What is the token id in the dictionary for Acetaminophen?

In [29]:
dict.token2id.get("acetaminophen")

42

## Create a gensim corpus

In [30]:
corpus = [dict.doc2bow(doc) for doc in tokenized]

In [34]:
corpus[1]

[(0, 1),
 (1, 1),
 (2, 1),
 (3, 1),
 (4, 1),
 (5, 1),
 (6, 1),
 (7, 1),
 (8, 1),
 (9, 1),
 (10, 2)]

## Bag-of-words with `gensim`

Sort the 5th document in our corpus by word frequency

In [40]:
bow = sorted(corpus[4], key = lambda w:w[1], reverse=True)
bow

[(0, 2),
 (1, 2),
 (16, 2),
 (6, 1),
 (11, 1),
 (12, 1),
 (13, 1),
 (15, 1),
 (17, 1),
 (18, 1),
 (19, 1),
 (24, 1),
 (26, 1),
 (29, 1),
 (30, 1),
 (31, 1),
 (32, 1)]

Print the top 5 words of the 5th document w/ the count of each word

In [41]:
for word_id, word_count in bow[:6]:
    print(dict.get(word_id), word_count)

( 2
) 2
for 2
daily 1
4 1
accu-chek 1


How many times does each word appear in our *entire* corpus?

In [49]:
import itertools
from collections import defaultdict

total_word_count = defaultdict(int)
for word_id, word_count in itertools.chain.from_iterable(corpus):
    total_word_count[word_id] += word_count

In [46]:
# Sort the total_word_count w/ most common words first
sorted_word_count = sorted(total_word_count.items(), key = lambda w:w[1], reverse = True)

In [50]:
for word_id, word_count in sorted_word_count[:6]:
    print(dict.get(word_id), word_count)

( 20
) 20
tablet 17
for 11
by 10
mg 10


## TF-IDF

Determine which words in the corpus are important.
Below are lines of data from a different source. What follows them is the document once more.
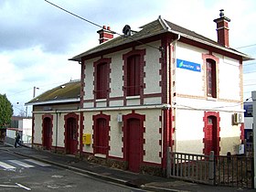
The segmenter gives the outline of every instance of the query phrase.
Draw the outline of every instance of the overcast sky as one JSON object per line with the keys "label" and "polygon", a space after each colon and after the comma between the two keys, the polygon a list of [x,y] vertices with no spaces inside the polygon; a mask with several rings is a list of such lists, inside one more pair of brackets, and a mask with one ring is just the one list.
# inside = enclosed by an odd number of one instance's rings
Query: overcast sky
{"label": "overcast sky", "polygon": [[[161,16],[217,40],[216,24],[223,8],[231,48],[256,58],[255,0],[49,0],[100,26],[122,33]],[[15,114],[36,95],[80,78],[80,66],[68,59],[99,44],[100,28],[44,0],[0,0],[0,93]],[[254,45],[254,46],[251,46]],[[229,77],[227,77],[229,78]],[[229,77],[232,78],[232,77]],[[256,90],[256,61],[244,63],[244,100]],[[18,103],[18,104],[17,104]],[[31,115],[28,108],[28,114]]]}

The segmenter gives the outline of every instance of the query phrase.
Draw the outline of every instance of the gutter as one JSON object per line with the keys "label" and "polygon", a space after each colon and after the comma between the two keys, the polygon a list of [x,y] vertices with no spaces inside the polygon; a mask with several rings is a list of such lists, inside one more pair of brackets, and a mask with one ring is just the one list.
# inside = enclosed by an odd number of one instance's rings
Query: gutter
{"label": "gutter", "polygon": [[144,106],[126,106],[126,107],[102,107],[102,108],[85,108],[79,110],[56,110],[56,111],[39,111],[33,112],[34,114],[38,113],[56,113],[56,112],[101,112],[101,111],[123,111],[123,110],[147,110],[147,109],[170,109],[170,104],[159,105],[144,105]]}

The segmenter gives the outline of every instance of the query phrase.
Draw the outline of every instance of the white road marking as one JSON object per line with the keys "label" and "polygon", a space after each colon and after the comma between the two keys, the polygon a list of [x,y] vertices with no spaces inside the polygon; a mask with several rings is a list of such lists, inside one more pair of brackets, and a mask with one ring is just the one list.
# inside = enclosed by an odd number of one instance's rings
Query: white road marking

Downweight less important words, e.g. common words such as mg, the, by.

In [51]:
from gensim.models.tfidfmodel import TfidfModel

tfidf = TfidfModel(corpus)

tfidf[corpus[1]]

[(0, 0.030431918490774385),
 (1, 0.030431918490774385),
 (2, 0.15463304814088327),
 (3, 0.5203314451468743),
 (4, 0.6888618767345641),
 (5, 0.12901590119992506),
 (6, 0.2975463327876148),
 (7, 0.12901590119992506),
 (8, 0.12901590119992506),
 (9, 0.15463304814088327),
 (10, 0.25803180239985013)]

In [54]:
for word_id, score in tfidf[corpus[1]]:
    print(dict.get(word_id), score)

( 0.030431918490774385
) 0.030431918490774385
1 0.15463304814088327
30 0.5203314451468743
abilify 0.6888618767345641
by 0.12901590119992506
daily 0.2975463327876148
mg 0.12901590119992506
mouth 0.12901590119992506
one 0.15463304814088327
tablet 0.25803180239985013


As we would expect, "abilify" being the more unique of the words in this script has the highest tf-idf score.